Como todos ainda devem lembrar-se que para Luís Marques, também ele da Comissão de Gestão, em 2018 “a situação era calamitosa”, porque o Sporting devia 40 milhões a fornecedores, sobretudo agentes e clubes (até foi manchete do Correio da Manhã). E por outro lado existia um déficit na ordem dos 20 milhões entre receitas e despesas correntes. Ora, hoje, só a dívida corrente (para pagar no prazo de um ano) a fornecedores ultrapassa os 60 milhões (mais 50% do que em 2018). Ora hoje, o déficit entre receitas e despesas correntes está nos 13,5 milhões (em seis meses). Sobre isso, Luís Marques… nada. Sublinha, isso sim, que a entrada na Liga dos Campeões dará a “estabilidade necessária”. Não, Luís Marques, a entrada na Champions dá para, provavelmente, anular o prejuízo corrente do exercício 20/21. Mas se nada for feito em 21/22 o problema voltará a surgir. E repito: há aqui algum drama? Nenhum. Porque o mundo do futebol é demasiado interdependente. Todos precisam de todos e por isso negociar o adiamento do pagamento de determinada dívida é apenas ‘mais um dia no escritório’. Existem autênticas contas correntes entre clubes e entre clubes e agentes, umas vezes a dívida é maior, noutras é menor. Mas é assim que se faz nesta atividade.

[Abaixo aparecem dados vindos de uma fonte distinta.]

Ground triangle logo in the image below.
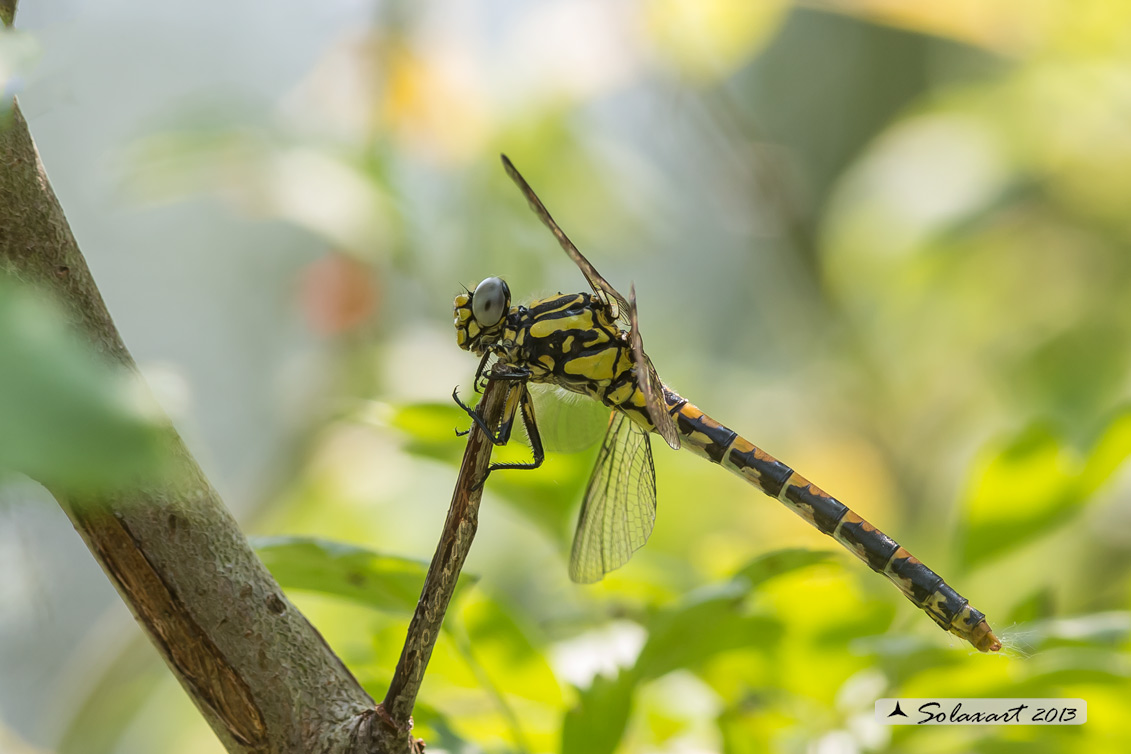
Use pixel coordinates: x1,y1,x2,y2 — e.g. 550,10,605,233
888,701,908,718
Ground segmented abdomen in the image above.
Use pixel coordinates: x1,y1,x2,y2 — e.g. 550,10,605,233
664,390,1000,653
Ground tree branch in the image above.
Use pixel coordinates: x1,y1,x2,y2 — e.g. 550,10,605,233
381,375,509,731
4,6,512,749
1,74,406,754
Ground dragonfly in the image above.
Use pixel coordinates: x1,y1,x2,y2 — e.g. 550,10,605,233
452,155,1001,653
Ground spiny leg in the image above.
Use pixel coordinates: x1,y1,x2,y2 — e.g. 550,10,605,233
453,386,491,437
463,381,545,490
472,350,494,394
453,364,533,437
485,383,544,473
452,364,543,471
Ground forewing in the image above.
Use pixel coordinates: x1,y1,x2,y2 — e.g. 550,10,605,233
568,411,657,583
628,284,680,450
501,154,630,322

Outro exemplo das análises políticas surgirem ao sabor dos interesses: atualmente, o Benfica é o alvo preferido de jornais e TV’s (tão agradável…), tudo servindo para tentar amplificar a crise (tal como sucedeu com o Sporting em 2018). Na segunda-feira, o Correio da Manhã (para não variar) escrevia que o Benfica não estava a respeitar uma das indicações da UEFA relativamente ao fair-play financeiro, porque os custos com pessoal ultrapassavam os 70% das receitas correntes, percentagem tida como limite, e cifravam-se nos 92%. Sabem qual o rácio do Sporting neste mesmo parâmetro, segundo o ReC dos primeiros seis meses desta época? É de 90%. Tanto numa SAD como noutra, é natural que isto esteja a acontecer. Porque uma contava com as verbas da Champions e a outra contava com o dinheiro da Liga Europa. Ao falharem nesses objetivos, e já com os contratos assinados com jogadores e treinadores, seria natural tal derrapagem. A qual pode ser, de um ano para o outro, facilmente corrigida.

Em conclusão: a saúde económica e financeira do Sporting está, neste momento e de forma factual, pior do que no final do exercício 2017/18 (mais 9 milhões de passivo; capitais próprios negativos em mais 4 milhões). Mas é um cenário reversível a médio prazo, logo não existem aqui razões para levar qualquer sportinguista a perder o sono. Portanto, se agora é assim, em 2018 também assim o era. Por isso, todos os que fizeram ‘política’ com a manipulação do significado dos números e que hoje, já de forma responsável, nada criticam, deviam corar de vergonha pelo papel a que se prestaram há três anos. E aqui inclui-se também Francisco Zenha, atual administrador da SAD que, por exemplo, muito se queixou da herança recebida e por este Relatório e Contas fica a saber-se que, no mínimo, deixará de herança à futura administração (que até pode ser a mesma) 180 milhões de euros em dívidas: passivo não corrente (a pagar depois de dezembro de 2021) nos 142M; transferência de Paulinho com 12 milhões a pagar em datas posteriores a 2021; empréstimo obrigacionista de novembro será pago com recurso a outro, no mínimo de igual valor (26M).